This repository contains scripts and Jupyter notebooks for performing many of the analyses presented in "The dynamics of mitochondrial DNA in human tissues and pedigrees: Strong effects of the germline bottleneck, mother's age, and selection". In particular, this repository focuses on the paper's ontogenetic phylogeny likelihood (OPL) methodology.
The recommended order of analysis is:
-
run_mope.sh
--- Run this script (or run the listed commands individually) to install MOPE and generate MCMC samples of genetic drift and mutation rate parameters. -
run_de_novo_probabilities.sh
--- Run this script to calculate posterior probabiltiies that each observed heteroplasmic mutation is de novo somewhere on the phylogeny of the sampled tissues.

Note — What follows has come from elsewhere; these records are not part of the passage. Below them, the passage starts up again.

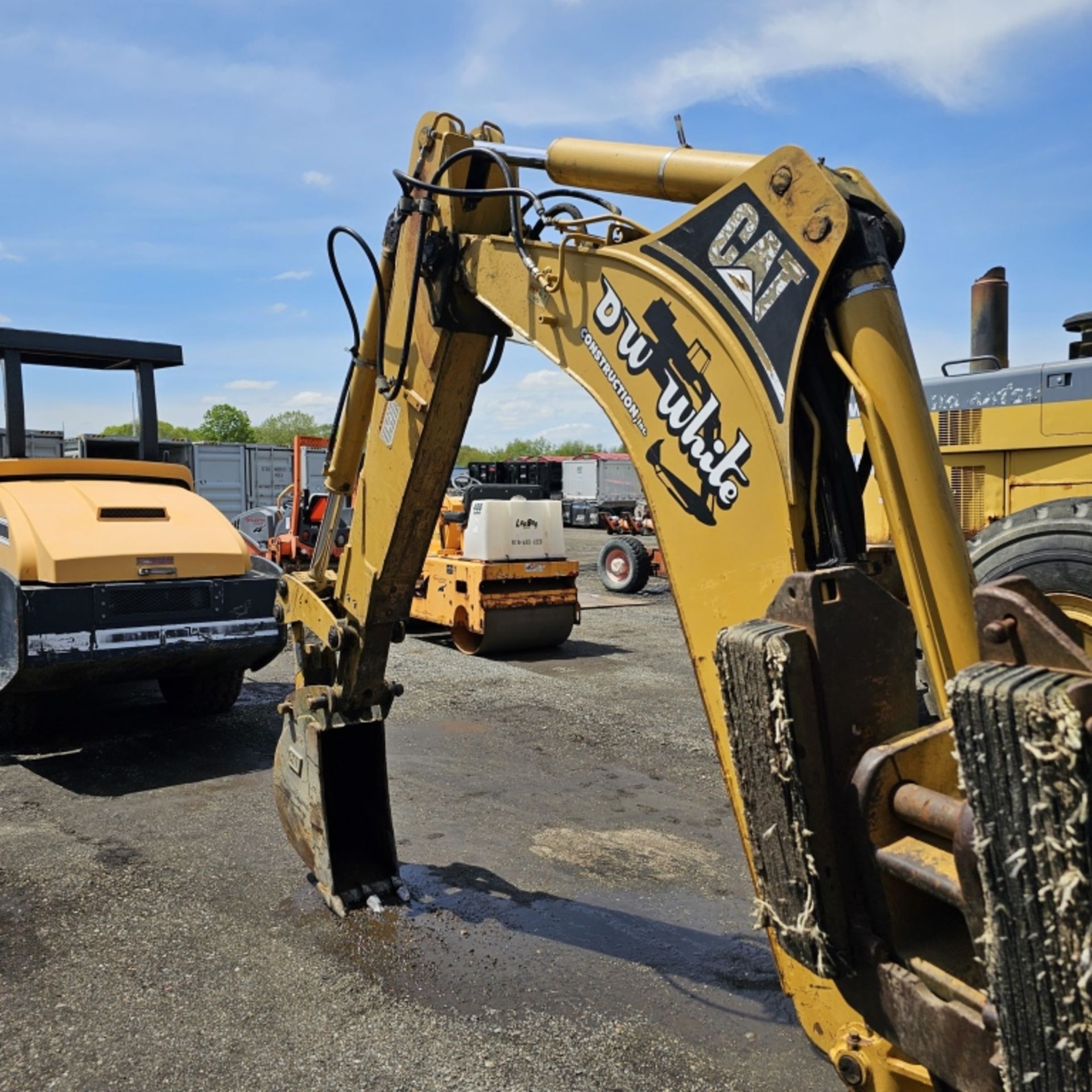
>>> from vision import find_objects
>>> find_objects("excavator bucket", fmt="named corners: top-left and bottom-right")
top-left (273, 687), bottom-right (404, 917)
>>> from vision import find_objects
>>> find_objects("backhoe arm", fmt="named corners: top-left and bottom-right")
top-left (275, 114), bottom-right (1074, 1090)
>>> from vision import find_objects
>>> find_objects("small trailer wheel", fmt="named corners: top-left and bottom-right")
top-left (596, 535), bottom-right (652, 595)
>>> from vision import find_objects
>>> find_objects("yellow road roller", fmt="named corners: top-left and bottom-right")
top-left (411, 483), bottom-right (580, 655)
top-left (0, 329), bottom-right (285, 730)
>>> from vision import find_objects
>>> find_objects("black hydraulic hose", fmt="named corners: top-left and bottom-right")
top-left (521, 187), bottom-right (621, 216)
top-left (394, 147), bottom-right (546, 280)
top-left (326, 226), bottom-right (387, 457)
top-left (481, 334), bottom-right (508, 383)
top-left (527, 201), bottom-right (580, 242)
top-left (379, 215), bottom-right (428, 402)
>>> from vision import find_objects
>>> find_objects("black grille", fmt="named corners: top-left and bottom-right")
top-left (98, 508), bottom-right (167, 520)
top-left (106, 584), bottom-right (212, 615)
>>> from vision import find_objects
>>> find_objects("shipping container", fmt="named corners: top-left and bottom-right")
top-left (190, 444), bottom-right (250, 520)
top-left (247, 444), bottom-right (292, 508)
top-left (0, 428), bottom-right (64, 458)
top-left (561, 452), bottom-right (644, 511)
top-left (504, 456), bottom-right (565, 499)
top-left (466, 461), bottom-right (508, 485)
top-left (64, 432), bottom-right (193, 470)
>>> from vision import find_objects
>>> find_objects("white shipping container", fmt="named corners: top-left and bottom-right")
top-left (594, 458), bottom-right (643, 503)
top-left (190, 444), bottom-right (249, 520)
top-left (463, 499), bottom-right (565, 561)
top-left (561, 458), bottom-right (599, 500)
top-left (561, 457), bottom-right (642, 508)
top-left (246, 444), bottom-right (292, 508)
top-left (0, 428), bottom-right (64, 458)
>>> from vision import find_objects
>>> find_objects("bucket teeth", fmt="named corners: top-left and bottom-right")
top-left (273, 687), bottom-right (402, 916)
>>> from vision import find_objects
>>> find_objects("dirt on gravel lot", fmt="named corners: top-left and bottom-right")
top-left (0, 531), bottom-right (841, 1092)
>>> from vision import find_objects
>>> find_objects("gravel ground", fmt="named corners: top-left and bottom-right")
top-left (0, 531), bottom-right (841, 1092)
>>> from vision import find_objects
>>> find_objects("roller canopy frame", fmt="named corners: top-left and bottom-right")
top-left (0, 328), bottom-right (183, 462)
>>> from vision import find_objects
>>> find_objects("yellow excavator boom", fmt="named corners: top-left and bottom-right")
top-left (275, 114), bottom-right (1092, 1090)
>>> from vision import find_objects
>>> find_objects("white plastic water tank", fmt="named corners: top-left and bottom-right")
top-left (463, 498), bottom-right (565, 561)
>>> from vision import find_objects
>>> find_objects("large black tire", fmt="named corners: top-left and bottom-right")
top-left (595, 535), bottom-right (652, 595)
top-left (159, 667), bottom-right (243, 717)
top-left (917, 497), bottom-right (1092, 717)
top-left (970, 497), bottom-right (1092, 650)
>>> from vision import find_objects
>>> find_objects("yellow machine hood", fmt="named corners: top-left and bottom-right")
top-left (0, 458), bottom-right (250, 584)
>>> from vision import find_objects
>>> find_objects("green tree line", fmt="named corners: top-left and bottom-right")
top-left (102, 410), bottom-right (331, 444)
top-left (456, 436), bottom-right (626, 466)
top-left (102, 410), bottom-right (626, 466)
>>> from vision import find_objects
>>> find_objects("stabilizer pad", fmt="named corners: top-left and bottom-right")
top-left (717, 621), bottom-right (844, 978)
top-left (951, 664), bottom-right (1092, 1092)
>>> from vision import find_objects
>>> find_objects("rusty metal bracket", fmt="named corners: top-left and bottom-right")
top-left (974, 577), bottom-right (1092, 675)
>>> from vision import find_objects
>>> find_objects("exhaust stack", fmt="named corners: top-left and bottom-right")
top-left (1061, 311), bottom-right (1092, 361)
top-left (970, 266), bottom-right (1009, 371)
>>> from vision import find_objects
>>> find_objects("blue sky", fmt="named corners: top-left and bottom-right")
top-left (0, 0), bottom-right (1092, 444)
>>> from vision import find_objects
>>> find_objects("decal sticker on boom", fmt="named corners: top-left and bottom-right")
top-left (582, 276), bottom-right (751, 526)
top-left (641, 185), bottom-right (818, 420)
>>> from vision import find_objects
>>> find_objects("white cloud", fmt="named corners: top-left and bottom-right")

The remaining scripts require output from steps 1) and/or 2). Step 1) in
particular is a big computational task. Subsamples of the authors' MCMC samples
from Step 1) and 2) are provided in the results/
directory, and thus it is
possible to run the remaining analyses without actually repeating the first two
steps.
-
opl_results.ipynb
--- Make plots and get summary statistics of genetic drift and mutation rate parameters inferred in step 1). -
postmutloc.ipynb
--- Carry out calculations and make plots related to the above posterior de novo probabilities. -
germline_de_novo_regressions.ipynb
--- Perform regressions of number of germline de novo mutations against age. -
persistence.ipynb
--- Carry out calculations and make plots related to heteroplasmy persistence in the human population. -
mutation_enrichment.ipynb
--- Perform calculations on mutation enrichment in different mtDNA position categories, presented in Table S2.